Even though the program is running in one browser (with the background option), when I go to the Crawling section in another browser, the second browser asks if I'd like to continue the interupted session.  However, I see the numbers still updating in the first browser, so it appears to be running.  Why is this happening?

How do I stop the crawl if it is running in the background?

Thank you for your help - I haven't given up on this quite yet!
Re: Super Slow and Some Questions
« Reply #1 on: March 22, 2006, 06:35:18 PM »
Hello,

sitemap generation time depends mainly on the page generation time at your site (the performance of your site).
Further details (including timing examples) at https://www.xml-sitemaps.com/forum/index.php/topic,95.html
Quote
Are those correct?

phpBB2/viewtopic.php?t=
phpBB2/forum/
Yes, you can also include the following to exclude the whole folder:
phpBB2/
Quote
Next question, adding these into the Do Not Parse did not improve my performance.  I'm running in the background but had to resume the process after it stopped for some reason.  Is it using my new configuration?  Do I need to start over?  How do I get the crawl to use the updated configuration?
The improvement means that generation will be completed faster, not that it will take less time per page.
Quote
Even though the program is running in one browser (with the background option), when I go to the Crawling section in another browser, the second browser asks if I'd like to continue the interupted session.  However, I see the numbers still updating in the first browser, so it appears to be running.  Why is this happening?
For the larger sites it is recommended to execute sitemap generator in command line (via SSH) - in this case execution will should be interrupted at all.
Quote
How do I stop the crawl if it is running in the background?
You can manualy create "interrupt.log" file in the data/ folder to interrupt it.
Re: Super Slow and Some Questions
« Reply #2 on: March 22, 2006, 06:48:28 PM »
Thank you for the response.

Quote
The improvement means that generation will be completed faster, not that it will take less time per page.

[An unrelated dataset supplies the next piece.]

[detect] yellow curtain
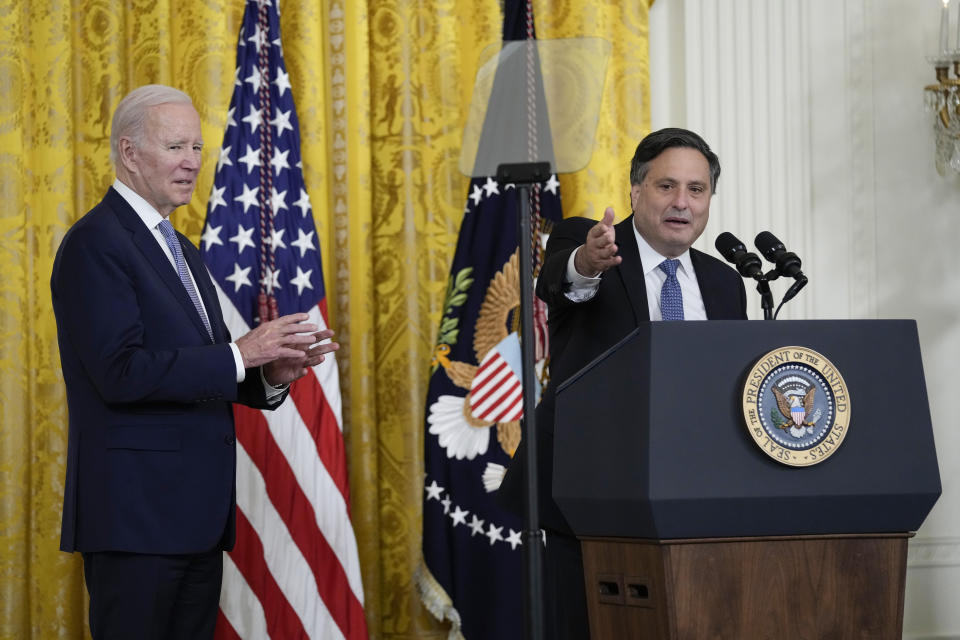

I don't think the generation is any faster - do I need to do anything to have the crawl use my updated configuration?  Can I change the configuration on the fly and have those changes be immediately incorporated in the crawl?

Quote
For the larger sites it is recommended to execute sitemap generator in command line (via SSH) - in this case execution will should be interrupted at all.

Ok, so I need to run this via SSH.  Do I interupt the current run (interupt.log), and then launch via SSH, or just launch it now?  Would I still be able to monitor it through the web page if I runt it via SSH?

Thank you.
Re: Super Slow and Some Questions
« Reply #3 on: March 22, 2006, 07:49:30 PM »
Hi,

Quote
I don't think the generation is any faster - do I need to do anything to have the crawl use my updated configuration?  Can I change the configuration on the fly and have those changes be immediately incorporated in the crawl?
I will reword my sentence :) : it will NOT run faster, it will be completed faster, because part of your site is not crawled.

Quote
Ok, so I need to run this via SSH.  Do I interupt the current run (interupt.log), and then launch via SSH, or just launch it now?  Would I still be able to monitor it through the web page if I runt it via SSH?
Yes, you can interrupt it and then execute it again.
You should be able to see the process state in the browser.
Re: Super Slow and Some Questions
« Reply #4 on: March 23, 2006, 06:41:28 PM »
I followed your directions and put up the interrupt.log.

and then ran the program via ssh.

it started over!!!  I had 60,000 pages in and 800,000 more to go, but it reset back to 0!!!  Is there any way to have it start from the 60,000 page mark?  We still have a 162mb crawl_dump_log.

Can this thing even finish a website as large as ours?
Re: Super Slow and Some Questions
« Reply #5 on: March 24, 2006, 10:50:47 PM »
Hello,
Quote
it started over
Answered in Private Message.
Quote
Can this thing even finish a website as large as ours?
Sure, as far as your server configuration allows it.